One commando was killed during the assault in the 565-room hotel in which 200 national security guards were involved.
Through Friday night, the terrorists engaged in intermittent battles with the attackers at different places on the first and ground floor of the Taj.
Dutt said terrorists had set fires at different places in the hotel as diversionary tactics whenever they found the forces closing in on them.
"There was a lot of shooting. Grenades were lobbed and explosives were used by terrorists," he said.

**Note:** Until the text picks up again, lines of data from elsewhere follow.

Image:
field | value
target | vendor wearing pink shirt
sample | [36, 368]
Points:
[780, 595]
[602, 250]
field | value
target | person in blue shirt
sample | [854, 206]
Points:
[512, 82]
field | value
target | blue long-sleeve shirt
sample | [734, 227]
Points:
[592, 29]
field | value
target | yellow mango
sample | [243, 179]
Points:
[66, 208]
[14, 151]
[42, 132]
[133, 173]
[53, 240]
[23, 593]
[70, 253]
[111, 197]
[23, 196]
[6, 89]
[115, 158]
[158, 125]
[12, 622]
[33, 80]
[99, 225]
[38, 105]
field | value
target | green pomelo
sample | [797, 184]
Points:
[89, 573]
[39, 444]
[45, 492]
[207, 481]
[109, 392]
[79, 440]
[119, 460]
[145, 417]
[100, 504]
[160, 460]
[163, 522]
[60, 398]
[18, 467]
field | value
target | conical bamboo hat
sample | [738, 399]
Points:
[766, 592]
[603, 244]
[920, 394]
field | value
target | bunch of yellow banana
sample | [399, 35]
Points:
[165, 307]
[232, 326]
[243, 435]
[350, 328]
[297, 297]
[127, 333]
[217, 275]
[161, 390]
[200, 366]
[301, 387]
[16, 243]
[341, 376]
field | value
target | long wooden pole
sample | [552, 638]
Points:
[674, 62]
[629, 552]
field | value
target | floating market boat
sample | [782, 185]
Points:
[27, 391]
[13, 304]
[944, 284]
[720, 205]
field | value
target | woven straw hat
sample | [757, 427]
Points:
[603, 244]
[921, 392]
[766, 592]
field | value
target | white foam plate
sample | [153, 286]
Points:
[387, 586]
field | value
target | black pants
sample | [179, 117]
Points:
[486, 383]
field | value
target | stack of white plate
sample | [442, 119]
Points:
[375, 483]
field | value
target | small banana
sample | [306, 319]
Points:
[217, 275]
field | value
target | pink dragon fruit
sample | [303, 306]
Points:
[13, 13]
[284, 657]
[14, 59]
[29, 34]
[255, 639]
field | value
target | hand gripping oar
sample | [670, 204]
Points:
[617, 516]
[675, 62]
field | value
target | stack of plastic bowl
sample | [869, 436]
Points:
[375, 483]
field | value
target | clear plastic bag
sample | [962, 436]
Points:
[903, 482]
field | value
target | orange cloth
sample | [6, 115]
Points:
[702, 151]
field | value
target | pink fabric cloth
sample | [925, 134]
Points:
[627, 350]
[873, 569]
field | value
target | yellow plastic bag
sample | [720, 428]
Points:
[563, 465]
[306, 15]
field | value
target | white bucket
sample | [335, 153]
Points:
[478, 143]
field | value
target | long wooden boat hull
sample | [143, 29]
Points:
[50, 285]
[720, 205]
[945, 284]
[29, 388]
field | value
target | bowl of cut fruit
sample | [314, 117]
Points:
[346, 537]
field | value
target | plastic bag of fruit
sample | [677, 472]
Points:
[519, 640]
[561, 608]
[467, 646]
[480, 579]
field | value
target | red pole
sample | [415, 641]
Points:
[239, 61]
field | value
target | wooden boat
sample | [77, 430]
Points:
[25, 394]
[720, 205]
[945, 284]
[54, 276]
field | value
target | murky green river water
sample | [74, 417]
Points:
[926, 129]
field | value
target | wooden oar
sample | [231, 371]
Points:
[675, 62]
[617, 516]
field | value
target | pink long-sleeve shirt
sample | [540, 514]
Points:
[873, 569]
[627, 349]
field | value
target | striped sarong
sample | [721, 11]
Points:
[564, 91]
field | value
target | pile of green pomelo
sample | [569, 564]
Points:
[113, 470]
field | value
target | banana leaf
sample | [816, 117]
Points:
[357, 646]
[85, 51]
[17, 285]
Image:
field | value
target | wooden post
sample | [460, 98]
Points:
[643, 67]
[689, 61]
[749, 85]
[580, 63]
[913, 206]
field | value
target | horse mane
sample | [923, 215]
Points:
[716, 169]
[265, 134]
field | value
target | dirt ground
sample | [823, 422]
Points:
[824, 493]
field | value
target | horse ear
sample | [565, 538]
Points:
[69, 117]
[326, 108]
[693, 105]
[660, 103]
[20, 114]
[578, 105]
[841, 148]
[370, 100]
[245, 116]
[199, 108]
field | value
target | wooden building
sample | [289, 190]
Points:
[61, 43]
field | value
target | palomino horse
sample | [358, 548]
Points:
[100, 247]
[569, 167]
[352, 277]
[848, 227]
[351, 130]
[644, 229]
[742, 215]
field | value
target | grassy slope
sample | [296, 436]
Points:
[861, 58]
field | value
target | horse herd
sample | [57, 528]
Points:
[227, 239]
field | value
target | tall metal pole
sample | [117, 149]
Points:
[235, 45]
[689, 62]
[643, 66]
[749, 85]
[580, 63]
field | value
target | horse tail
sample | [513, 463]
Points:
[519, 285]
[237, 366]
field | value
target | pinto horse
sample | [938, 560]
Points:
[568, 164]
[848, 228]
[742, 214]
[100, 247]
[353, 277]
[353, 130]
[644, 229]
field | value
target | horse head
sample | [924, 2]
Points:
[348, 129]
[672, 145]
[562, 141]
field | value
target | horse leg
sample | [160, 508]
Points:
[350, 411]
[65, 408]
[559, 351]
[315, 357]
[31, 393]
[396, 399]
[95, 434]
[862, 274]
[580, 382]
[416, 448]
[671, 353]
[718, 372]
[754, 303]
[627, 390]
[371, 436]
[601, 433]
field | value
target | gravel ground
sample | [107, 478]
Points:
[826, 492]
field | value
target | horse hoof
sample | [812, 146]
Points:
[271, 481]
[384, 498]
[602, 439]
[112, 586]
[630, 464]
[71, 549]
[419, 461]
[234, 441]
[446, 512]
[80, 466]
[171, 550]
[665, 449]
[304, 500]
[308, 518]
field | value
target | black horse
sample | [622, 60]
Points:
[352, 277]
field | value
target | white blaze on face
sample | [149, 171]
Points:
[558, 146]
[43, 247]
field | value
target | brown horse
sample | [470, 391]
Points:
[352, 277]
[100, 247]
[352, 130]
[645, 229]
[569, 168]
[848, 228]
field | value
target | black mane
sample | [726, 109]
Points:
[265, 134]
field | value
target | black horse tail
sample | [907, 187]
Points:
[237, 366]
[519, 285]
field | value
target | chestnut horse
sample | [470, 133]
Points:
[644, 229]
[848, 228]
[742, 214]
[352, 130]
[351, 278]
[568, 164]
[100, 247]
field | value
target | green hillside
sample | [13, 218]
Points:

The security chief said operations would be declared over only after the conclusion of room-to-room searches to ensure that there were no remaining terrorists or live explosives inside the hotel.
"We are also looking for surviving guests who could have locked themselves in rooms and have not been coming out for fear of terrorists," he said.
A group of 20 to 22 militants who reached the shores of Mumbai by boat unleashed a wave of attacks across India's commercial capital beginning Wednesday night that killed at least 148 people and injured 327, the IANS news agency reported. At least 16 foreigners died and 24 others were injured.
The gunmen seized the Taj Hotel as well as the Oberoi-Trident hotel and a Jewish centre in southern Mumbai Wednesday night.
On Friday, the National Security Guard along with commandos from the military succeeded in ending the militants' siege at the Oberoi-Trident hotel and the Jewish centre, by killing two militants in each operation.
At least 30 bodies were found at the hotel, 20 of whom were massacred in one of the restaurants, officials said. Five hostages were murdered by militants at the Jewish centre.
A previously unknown group calling itself the Decca Mujahideen claimed responsibility for the attacks - the worst in Mumbai since more than 180 people were killed in a series of bombings in 2006.
But Indian security agencies suspected the hand of Pakistan-based militant groups like the Lashkar-e-Toiba in the carnage.
On Friday, Delhi blamed "elements" in Pakistan for the attacks.
Indian Foreign Minister Pranab Mukherjee told visiting Pakistani counterpart Shah Mehmood Qureshi that "outrages" like the Mumbai attack would make progress in the bilateral peace process "impossible."